From Projections to Images
A CT scanner rotates an X-ray source around the patient, recording attenuation profiles at hundreds of angles. Each profile is a line integral of the tissue's linear attenuation coefficient along the beam path. The mathematical challenge — recovering a 2D map from its 1D projections — was solved by Johann Radon in 1917 and implemented in hardware by Godfrey Hounsfield in 1971, earning him the Nobel Prize.
Filtered Back-Projection
Simple back-projection smears each projection back across the image, producing a blurred result.

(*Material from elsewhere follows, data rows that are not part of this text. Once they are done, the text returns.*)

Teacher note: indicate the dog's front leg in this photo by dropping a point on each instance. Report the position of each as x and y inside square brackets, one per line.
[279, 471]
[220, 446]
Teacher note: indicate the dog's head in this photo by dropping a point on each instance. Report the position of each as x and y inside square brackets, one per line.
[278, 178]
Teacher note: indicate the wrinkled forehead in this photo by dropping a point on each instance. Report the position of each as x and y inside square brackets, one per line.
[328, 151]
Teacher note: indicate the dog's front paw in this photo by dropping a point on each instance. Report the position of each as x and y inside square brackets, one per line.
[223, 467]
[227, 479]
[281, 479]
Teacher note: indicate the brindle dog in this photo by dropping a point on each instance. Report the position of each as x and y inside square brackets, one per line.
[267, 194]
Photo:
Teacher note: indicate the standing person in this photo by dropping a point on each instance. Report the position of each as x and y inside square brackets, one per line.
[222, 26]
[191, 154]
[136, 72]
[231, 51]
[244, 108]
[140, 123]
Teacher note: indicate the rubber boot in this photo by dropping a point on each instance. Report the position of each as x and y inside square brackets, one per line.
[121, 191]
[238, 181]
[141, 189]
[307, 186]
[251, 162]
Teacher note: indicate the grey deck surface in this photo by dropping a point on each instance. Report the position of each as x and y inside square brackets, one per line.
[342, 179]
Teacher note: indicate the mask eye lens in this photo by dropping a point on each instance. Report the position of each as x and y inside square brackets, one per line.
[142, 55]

Applying a ramp filter in Fourier space before back-projection corrects for the 1/r blurring, yielding sharp cross-sectional images. This filtered back-projection (FBP) algorithm remains the workhorse of clinical CT, though iterative methods are gaining ground for dose reduction.

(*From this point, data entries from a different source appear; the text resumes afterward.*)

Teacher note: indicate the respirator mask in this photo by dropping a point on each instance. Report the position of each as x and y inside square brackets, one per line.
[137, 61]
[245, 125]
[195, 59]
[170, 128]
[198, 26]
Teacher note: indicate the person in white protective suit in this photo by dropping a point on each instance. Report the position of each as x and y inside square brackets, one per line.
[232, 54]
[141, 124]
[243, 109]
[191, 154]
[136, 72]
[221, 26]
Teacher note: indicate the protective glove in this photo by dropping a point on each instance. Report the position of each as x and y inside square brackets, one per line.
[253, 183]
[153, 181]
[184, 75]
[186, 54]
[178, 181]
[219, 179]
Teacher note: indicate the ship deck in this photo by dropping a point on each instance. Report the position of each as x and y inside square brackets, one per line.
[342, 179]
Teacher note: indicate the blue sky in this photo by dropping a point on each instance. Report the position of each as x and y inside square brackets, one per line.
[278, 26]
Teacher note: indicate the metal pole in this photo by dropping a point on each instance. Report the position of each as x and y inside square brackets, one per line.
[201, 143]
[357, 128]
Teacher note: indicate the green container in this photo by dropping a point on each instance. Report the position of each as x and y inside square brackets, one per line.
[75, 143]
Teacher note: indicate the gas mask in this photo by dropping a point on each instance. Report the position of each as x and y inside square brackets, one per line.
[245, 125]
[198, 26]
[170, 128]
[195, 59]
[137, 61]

Hounsfield Units & Tissue Contrast
The Hounsfield scale normalises attenuation to water (0 HU) and air (−1000 HU). Fat sits near −100 HU, muscle at +40 HU, and cortical bone above +1000 HU. Iodinated contrast agents push vascular HU values to 200-400, enabling angiography. This simulation lets you see how changing μ shifts the HU reading and alters the reconstructed image contrast.
Resolution, Dose & Artifacts
More projections improve resolution but increase radiation dose. Under-sampling creates streak artifacts; metal implants cause beam hardening; patient motion blurs edges. Modern scanners balance these trade-offs with dual-energy acquisition, iterative reconstruction, and sub-second rotation. Adjusting parameters here reveals how each factor shapes the final diagnostic image.